I quit working in coffee soon after Gils. I wanted to coach swimming, and got a gig at Grafton High School and the Shorewood swim club. But, years later, I flew to San Francisco to interview and be offered a roaster gig at Spinelli Coffee. When I got home, someone asked me about my vision, and I confessed to being color blind, and they rescinded the offer. I am glad they did, as the money would have been terrible in the most expensive place in the world at the time.

You should end a memoir with takeaways. So, let's take some things away from this...

• I strangely still think of Eric often. There were years in the middle when the internet wasn't a thing, so it was just in my head. But I think of him fondly and often.
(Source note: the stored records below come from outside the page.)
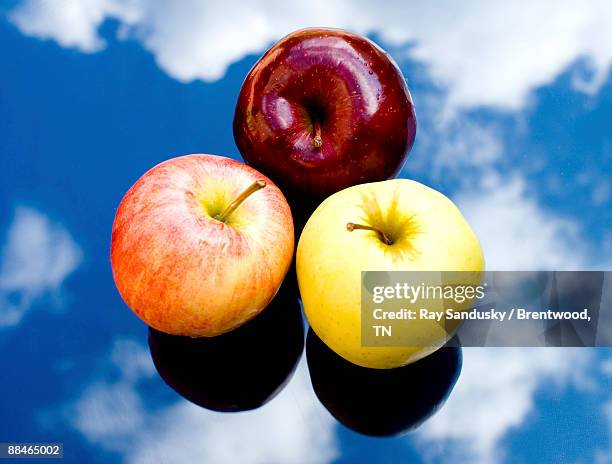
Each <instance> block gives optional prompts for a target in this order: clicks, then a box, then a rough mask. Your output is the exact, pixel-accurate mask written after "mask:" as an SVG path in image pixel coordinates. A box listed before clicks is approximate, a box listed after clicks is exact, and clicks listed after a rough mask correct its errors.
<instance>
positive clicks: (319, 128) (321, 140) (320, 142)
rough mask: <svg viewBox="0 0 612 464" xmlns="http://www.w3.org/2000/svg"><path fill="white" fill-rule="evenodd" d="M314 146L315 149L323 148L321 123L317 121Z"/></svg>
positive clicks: (315, 120)
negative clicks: (321, 129) (322, 145)
mask: <svg viewBox="0 0 612 464" xmlns="http://www.w3.org/2000/svg"><path fill="white" fill-rule="evenodd" d="M312 144H313V145H314V147H315V148H321V146H322V145H323V139H322V138H321V123H320V122H319V121H318V120H316V119H315V122H314V138H313V139H312Z"/></svg>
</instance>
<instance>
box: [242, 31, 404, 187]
mask: <svg viewBox="0 0 612 464" xmlns="http://www.w3.org/2000/svg"><path fill="white" fill-rule="evenodd" d="M317 122H318V123H319V124H320V133H321V140H322V144H321V146H320V147H316V146H315V144H314V143H313V138H314V135H315V131H316V123H317ZM415 134H416V118H415V113H414V107H413V104H412V100H411V97H410V93H409V91H408V87H407V85H406V81H405V80H404V77H403V76H402V73H401V71H400V70H399V68H398V67H397V65H396V64H395V62H394V61H393V60H392V59H391V57H390V56H389V55H388V54H387V53H385V52H384V51H383V50H382V49H381V48H379V47H378V46H377V45H376V44H374V43H373V42H372V41H370V40H368V39H366V38H364V37H361V36H359V35H357V34H353V33H350V32H347V31H343V30H338V29H303V30H299V31H296V32H293V33H292V34H290V35H288V36H287V37H285V38H284V39H282V40H281V41H279V42H278V43H276V44H275V45H274V46H273V47H272V48H270V49H269V50H268V51H267V52H266V53H265V54H264V56H263V57H262V58H261V59H260V60H259V61H258V62H257V63H256V64H255V66H254V67H253V68H252V69H251V71H250V72H249V74H248V76H247V78H246V80H245V82H244V84H243V85H242V89H241V91H240V95H239V97H238V103H237V105H236V112H235V115H234V139H235V141H236V144H237V146H238V149H239V150H240V153H241V154H242V156H243V158H244V159H245V161H246V162H247V163H248V164H250V165H252V166H253V167H255V168H256V169H258V170H260V171H261V172H263V173H265V174H266V175H268V176H269V177H270V178H272V179H273V180H274V181H275V182H277V183H278V185H279V186H280V187H281V189H282V190H283V191H284V192H286V193H287V194H288V195H289V197H290V198H292V199H293V198H299V199H303V198H304V196H305V197H306V198H315V199H323V198H324V197H326V196H328V195H330V194H332V193H334V192H337V191H339V190H342V189H344V188H346V187H349V186H351V185H355V184H359V183H365V182H372V181H380V180H385V179H388V178H391V177H394V176H395V175H396V174H397V173H398V172H399V170H400V169H401V167H402V165H403V163H404V160H405V158H406V155H407V154H408V152H409V151H410V149H411V148H412V144H413V142H414V138H415Z"/></svg>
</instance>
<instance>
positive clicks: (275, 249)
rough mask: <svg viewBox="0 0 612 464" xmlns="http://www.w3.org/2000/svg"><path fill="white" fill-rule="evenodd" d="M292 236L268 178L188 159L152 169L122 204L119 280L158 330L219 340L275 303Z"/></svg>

I can hear his voice. And his dad's voice. Years later, Eric got married and had kids, and I strangely felt a massive swell of pride.
• I am Stone Creek loyal. Once the company got mail order, I only get my coffee from Stone Creek. No matter where I was living, I got whole bean coffee from Milwaukee.
• I am a French press guy. Just because it intersects with the purity idea of water and beans, and because I am lazy and not likely to pay for an appropriate coffee maker to be equal to the beans. I make a pot of French press each morning, with local heavy cream and local honey. I drink it by the mug. In a mug I got from my friends at Big Water Coffee up north. The remainder goes into an old-school Stanley thermos for refills all day.
• I am a jazz guy. And not a bagel guy.

I could not have been more grateful to have been with the crew at the beginning of a business, and with a young guy boss like Eric at the beginning of his journey. Working at Stone Creek taught me that there is a reason for stuff, a thinking behind it. I did not understand it as a young guy listening to Black Flag and studying Beat poetry, but as an old man writing for a living, I am glad the first lesson in intentionality came through a cup of coffee.

Thanks, Eric. Thanks, Sura. Thanks, Daniel. And thanks, Christian.